When building artificial intelligence, consistent results are key. While speaking with one individual about the results of a machine learning model implemented in his company, he said that one thing he could count on was consistency - even if it was wrong, it was consistently wrong. In this case, the model classified customer service tickets and his team knew when it a ticket was classified incorrectly. An incorrect classification was fairly obvious, and it had low stakes. But, consistently wrong results could have devastating effects in other situations. Companies and organizations are building artificial intelligence, especially machine learning and deep learning, have a responsibility to think about these two questions: how can things go wrong and what can we do to prevent it?
What has gone wrong?
Simply searching “AI mistakes” or “artificial intelligence failures” in your preferred search engine will yield many instances where artificial intelligence “failed.” Some relatively well-known failures include Google’s photo tagging software identifying black people as gorillas in 2015 and a beauty pageant “judged by AI” in 2016 that ended with nearly all white winners. AI has also resulted in injury and death, such as the child that was injured after a security robot ran over it in Palo Alto and the first death associated with Tesla’s autopilot feature.
What is the cause?
A cause of many artificial intelligence “failures” or “mistakes” is biased algorithms. And, unfortunately, many firms and organizations are relying on artificial intelligence built with flawed algorithms and taking the results as infallible and objective. I recently listened to an episode of the 99% Invisible podcast, called “The Age of the Algorithm.” The episode focuses on Cathy O’Neil and her book, Weapons of Math Destruction: How Big Data Increases Inequality and Threatens Democracy, which explores the effects of poorly-designed algorithms. She covers the court system’s use of programs like Northpoint, which judges sometimes use to predict the likelihood of recidivism (committing another crime). However, many believe the tool is inherently biased against blacks because it considers questions like whether the defendant grew up in a high-crime neighborhood. This is a terrifying prospect when a judge may be considering your score when deciding how long to sentence you to prison.
“Garbage in, garbage out.”
In addition to the two questions I raised earlier, firms and organizations can take a number of proactive steps to avoid consistently incorrect or biased results. Roman Valensky proposed the following five best practices in an article for the Harvard Business Review:
“Controlling user input to the system and limiting learning to verified data inputs.
Checking for racial, gender, age, and other common biases in your algorithms.

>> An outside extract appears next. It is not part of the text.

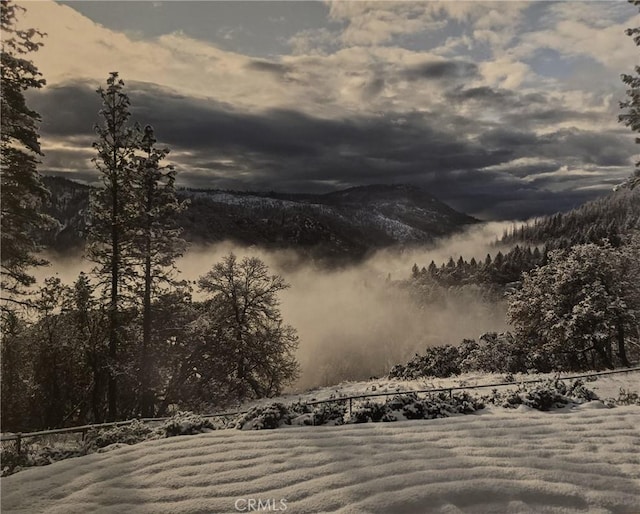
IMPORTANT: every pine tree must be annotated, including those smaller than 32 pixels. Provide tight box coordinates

Explicitly analyzing how your software can fail, and then providing a safety mechanism for each possible failure.
Having a less “smart” backup product or service available.
Having a communications plan in place to address the media in case of an embarrassing failure. (Hint: Start with an apology.)”
I’d like to add one more suggestion to his list: work with a diverse team. Individuals of different races, cultures, and backgrounds interacting with your product and service may draw out some of those biases naturally. In the end, however, it’s important to remember that while the results might be consistent, that doesn’t mean they’re right.